Quote from NoDoji:
Buy and hold makes sense for those who have to be right. It can still fail, but if you're very selective and hedge properly, you can end up "right" 99% of the time.
For those of us who are making a living and want extra to retire on, or who want to amass wealth in 5-10 years, day trading and short term swing trading produce the large returns.
How do you know when to get out? Seriously.
What makes you say "I thought price was going to go up, but based on this current drawdown and price action, I now believe it is more likely to continue going down"?
I assume you wouldn't exit a long position if you believed it was going to go back up.
In essense, you are predicting that it is more likely to keep going down.
Or, is it more like "I thought price was going to go long, but I am now unsure so I am exiting"?
In other words, it's not that you're always predicting up or down, but instead are sometimes predicting up, sometimes predicting down, and sometimes unsure (so you exit the market).

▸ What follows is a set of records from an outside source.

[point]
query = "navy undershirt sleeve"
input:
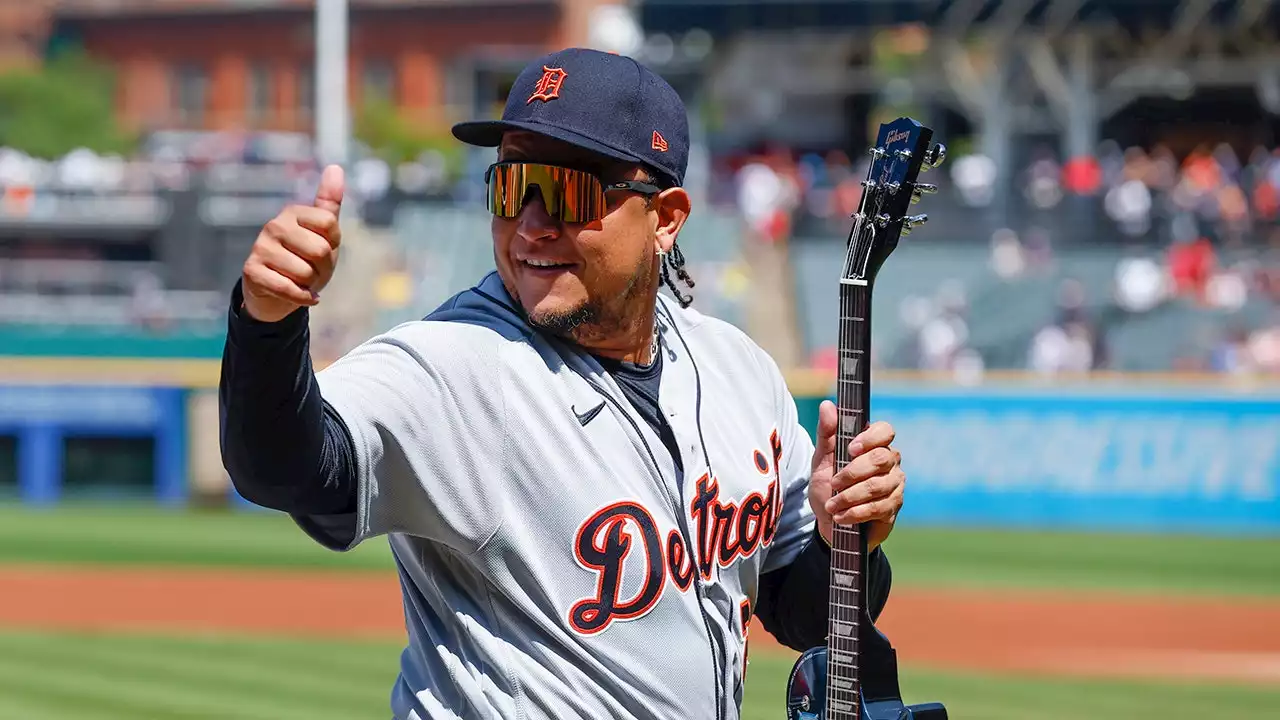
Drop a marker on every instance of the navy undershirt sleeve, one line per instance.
(282, 445)
(792, 601)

So when you enter a trade it's "based on my analysis, price is more likely to go up than to go down at this point." Then price goes against you and it's "based on this analysis, my original prediction was wrong, and now I don't have enough data to make a future prediction, so I am exiting just in case it keeps going down."
Is that correct?
In reply to your other post, I totally don't understand how scalpers can trade. Their small profit targets are just noise, and with their big position sizes, there can be huge drawdown in a short period of time. I'd love to watch a scalper work, because I can't imagine it being possible. What makes one think "I think price is going to go up two ticks before it goes anywhere else?"
I mean, I get, on a conceptual level, long term price predicting. But on a frame of seconds? It just seems like noise.
Now I sit back and wait for the vague posts like "well that just shows you don't get it." lol.